A MATTER OF LIFE AND DEATH

Iron Maiden

 

Prog Related

3.68 | 315 ratings

From Progarchives.com, the ultimate progressive rock music website

laplace
Prog Reviewer
3 stars It's been a while since Iron Maiden redefined the heart of metal, but here we are again.

The first two tracks are typical sloganeering, propulsive Maiden - good fun, and no doubt the proverbial olive branch offered to their long term fans. The first track, "Different World" actually has a tired mid-section that sounds a lot like Guns 'n' Roses or even Bon Jovi, but luckily this is as close as we come to cheese this time around.

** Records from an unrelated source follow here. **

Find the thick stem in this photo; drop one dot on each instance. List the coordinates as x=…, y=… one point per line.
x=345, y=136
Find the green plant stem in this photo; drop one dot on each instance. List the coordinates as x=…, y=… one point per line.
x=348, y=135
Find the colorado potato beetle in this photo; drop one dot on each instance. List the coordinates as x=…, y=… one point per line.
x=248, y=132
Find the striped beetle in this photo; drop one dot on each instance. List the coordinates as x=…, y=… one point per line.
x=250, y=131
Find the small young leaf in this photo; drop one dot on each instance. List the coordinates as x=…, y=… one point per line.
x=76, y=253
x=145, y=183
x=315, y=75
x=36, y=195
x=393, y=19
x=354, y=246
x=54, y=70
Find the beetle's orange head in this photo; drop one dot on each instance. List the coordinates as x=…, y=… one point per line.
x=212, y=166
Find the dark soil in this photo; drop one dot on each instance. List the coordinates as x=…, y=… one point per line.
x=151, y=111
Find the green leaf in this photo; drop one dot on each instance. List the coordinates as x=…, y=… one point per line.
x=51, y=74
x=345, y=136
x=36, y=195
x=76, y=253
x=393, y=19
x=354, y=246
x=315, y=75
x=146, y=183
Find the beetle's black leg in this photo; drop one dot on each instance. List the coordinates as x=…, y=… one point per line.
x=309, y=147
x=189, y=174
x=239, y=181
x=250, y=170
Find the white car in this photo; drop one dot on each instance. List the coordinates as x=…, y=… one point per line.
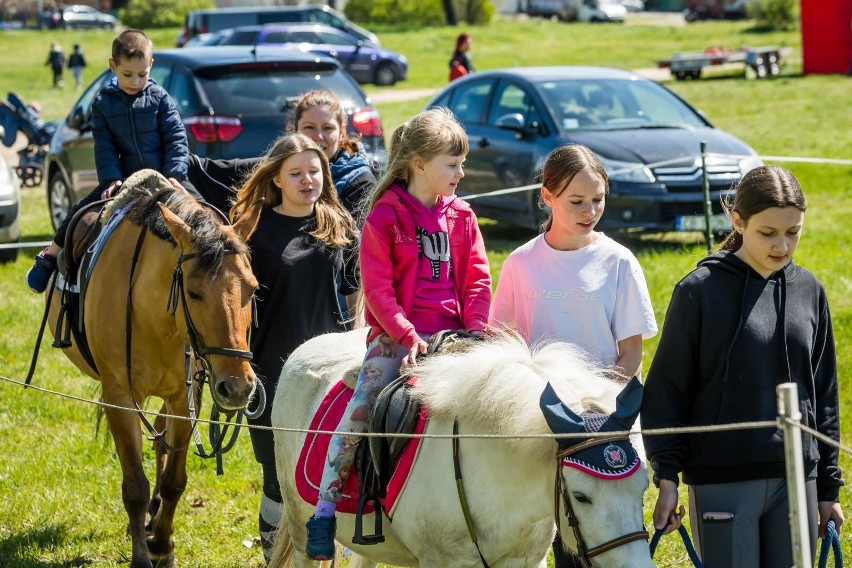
x=10, y=198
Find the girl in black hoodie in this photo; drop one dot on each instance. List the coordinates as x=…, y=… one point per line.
x=744, y=321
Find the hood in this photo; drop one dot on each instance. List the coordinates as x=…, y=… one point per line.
x=647, y=146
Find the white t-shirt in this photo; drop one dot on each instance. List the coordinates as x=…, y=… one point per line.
x=593, y=297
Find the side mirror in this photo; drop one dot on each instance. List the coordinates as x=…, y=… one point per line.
x=513, y=121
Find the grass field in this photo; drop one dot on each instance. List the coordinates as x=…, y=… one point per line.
x=61, y=481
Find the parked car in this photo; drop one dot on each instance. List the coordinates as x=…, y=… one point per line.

What follows this double-barrelled metal opening is what's really important to us prog rock fans - eight songs brimming full of progressive references to the likes of Wishbone Ash, Rush and the like (while avoiding the regressive pitfalls associated with them); all the tracks are of extended length and Maiden capitalize on this by developing themes instead of repeating them. Semi-unusual time signatures are employed - 7/8 surfaces in "Brighter Than a Thousand Suns" (a song that also features thrilling if questionable leaps in tempo) with a lurching intro that blossoms into a natural and heavy verse, while other songs evolve past classic metal songwriting by involving A and B sections (think Metallica) and variations upon a song's theme - even a simple transposition from one key to another is a lovely gesture and one of the many reasons why Iron Maiden continue to be considered a step-above your average heavy metal band. In "The Longest Day" you can sense them seizing back the double-axe melodic trademark from bands such as Blind Guardian. The best part is that none of this filigree ruins the purity or epic qualities of the choruses you'd expect, which is why this reviewer rewards "A Matter of Life and Death" with five stars...

...personally, that is. Since this is not a true prog record it doesn't seem comfortable or right to assign this any value higher than three. But let's call this a ***+ since, outside of the world of progressive rock, this was the greatest album released in 2006.